15. RDMA Solution#

15.1. RDMA Overview#

Remote Direct Memory Access (RDMA) enables zero-copy data transfer between memory regions of two systems without CPU involvement in the data path. This significantly reduces latency and CPU overhead, making RDMA ideal for high-performance networking.

RoCE v2 (RDMA over Converged Ethernet v2) encapsulates RDMA traffic over UDP/IP, allowing it to be routable across Layer 3 networks.

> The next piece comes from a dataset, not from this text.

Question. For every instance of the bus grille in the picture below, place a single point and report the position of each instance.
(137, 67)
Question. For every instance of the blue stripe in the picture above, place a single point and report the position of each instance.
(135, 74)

RDMA solution comprises multiple software components working together: on the x86 host, the rdma-core user-space libraries and kernel modules provide RDMA verbs and core functionality, while on the Octeon CN10K, a DPDK-based firmware application maintains RDMA resource contexts and performs RoCEv2 encapsulation for high-performance data transfer

15.2. Octeon RDMA Firmware#

dao-rdma_graph (referred to here as rdma) is a DPDK based application that exercises RDMA (RoCEv2/IB verbs) dataplane paths on OCTEON and host platforms. It supports multi-queue (multi-QP) UD and RC transports, multi-device scenarios (multiple RDMA interfaces), and validation via standard rdma-core utilities (ibv_*) and RDMA perftests utilities.

The application configures required RPM/SDP/DPI resources on OCTEON, launches workers to process Ethernet receive nodes feeding RDMA graph nodes, and allows users to run verbs test programs (ibv_ud_pingpong, ibv_ud_mq_trf, ibv_rdma_mq_trf) across host <-> OCTEON or multi-device setups.

RDMA Application Overview

15.2.1. Features#

  • DPDK based RDMA dataplane orchestration on OCTEON (RPM + SDP + DPI VFs)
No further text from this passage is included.